We pushed off the beach at 10:40am.
It was dead calm. We covered the 3km or so to Shiripa-misaki in no time.
Rounding the cape, we were immediately thrust into a different world. Gone were concrete breakwaters and old abandoned roads. We were now surrounded by rock, cliffs, and caves.
Beyond Shiripa-misaki was cape after cape after cape. Tall conglomerate cliffs. Secluded gravel beaches. All sheltered, all dead calm.
We could also see the day’s main prize in the distance – the iconic Candle Rock. Everyone who knows about Shakotan Peninsula knows about Candle Rock. Today, the conditions looked like they would allow us access.
But along the way, first, another cave. This one deeper than the first.
We’d paddled part of this coastline to Ebisu Rock previously, but on that day there was a very decent swell running. We weren’t able to confidently access Candle Rock. Today we were heading straight for it.
The base of Candle Rock was more island-like than I’d envisioned. We paddled around the outside of the island, before tucking into the rocky reef on the inside. Took the obligatory photos. And then carried on. A tick-it-off-the-list sort of experience.
With the main event now over, next on the list was to find a suitable spot to camp for the night. We’d Google-scouted a couple of possible locations, but on the ground, the beach was either too small or too steep or too rocky.
Soon we came to the old abandoned Route 229 relics. Old highways now cut off from the rest of the world. Tunnels concreted shut. We figured we might be able to camp on the old road. We tried one bay, but access to the road was going to be difficult – we’d need to climb up a 2m-high concrete embankment. Timbah gallantly took a look, but even with his height, it was a scramble.
The next bay along the coast, however, had a flight of stairs up to the road. There was also a flat spot in the coarse rocky beach, perfect for a campfire.
We were set.
And then we noticed a statue near the tunnel entrance (the entrance is now concreted over). This made me recall that there was some sort of traffic disaster along this stretch of coast. We had a very weak cellular signal, so I looked it up.
Sure enough, along this coast somewhere there’d been a tunnel cave-in, killing 20 people.
“Wow, that’s tragic,” I said. The others nodded in agreement.
I wondered where exactly this had happened. Upon looking at photos online, and watching some drone footage of others who had done their own macabre disaster sightseeing, I came to a somewhat unsettling realization.
The tunnel entrance where we’d pitched out tents not 20m away from, was the very tunnel entrance that had collapsed, crushing a tourist bus, killing all 20 occupants. It took officials two weeks to get to the wreckage.
It was just going on dusk when we made this grisly realization.
“That is so spooky,” said Saoka.
Indeed, the realization cast a somewhat spooky pall over the night’s campfire.
Despite the fact we were camped so close the site of a disaster, I slept well. The sun rose warm against the cliffs for the final 10km or so to Bikuni.

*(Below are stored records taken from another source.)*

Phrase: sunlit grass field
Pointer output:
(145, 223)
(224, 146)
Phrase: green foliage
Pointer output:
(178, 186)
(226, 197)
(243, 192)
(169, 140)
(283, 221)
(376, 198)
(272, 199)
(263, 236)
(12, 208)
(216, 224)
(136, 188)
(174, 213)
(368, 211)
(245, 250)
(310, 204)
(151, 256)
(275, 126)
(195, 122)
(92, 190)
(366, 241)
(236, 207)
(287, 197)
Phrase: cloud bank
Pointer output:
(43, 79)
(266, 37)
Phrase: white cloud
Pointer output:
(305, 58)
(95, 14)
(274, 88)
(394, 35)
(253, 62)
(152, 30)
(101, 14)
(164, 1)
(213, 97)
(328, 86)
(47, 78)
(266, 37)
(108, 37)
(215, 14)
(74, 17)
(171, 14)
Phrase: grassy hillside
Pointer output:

We would spend those 10km paddling from cape to cape, punctuated by concrete, old decaying abandoned roads, and small settlements on the coast.
It was obviously the season for salmon fishing – the Furubira River mouth was teeming with fishers. Dead salmon who had not made it to the river floated lifeless and moldy on the surface of the water.
After rounding Attoma-misaki, the last cape before Bikuni, Haidee decided to practice some rolling.
“I’m so hot in my drysuit,” she complained.
We arrived into Bikuni at just after 11am. The beach was alive with fishers and campers. We were glad we’d made the effort to make this an overnight trip. It was one of the last kayaking trips of our season for 2022. Not long after, the Sea of Japan switched to winter mode – strong northwesterlies, making the likelihood of a calm paddling day much less.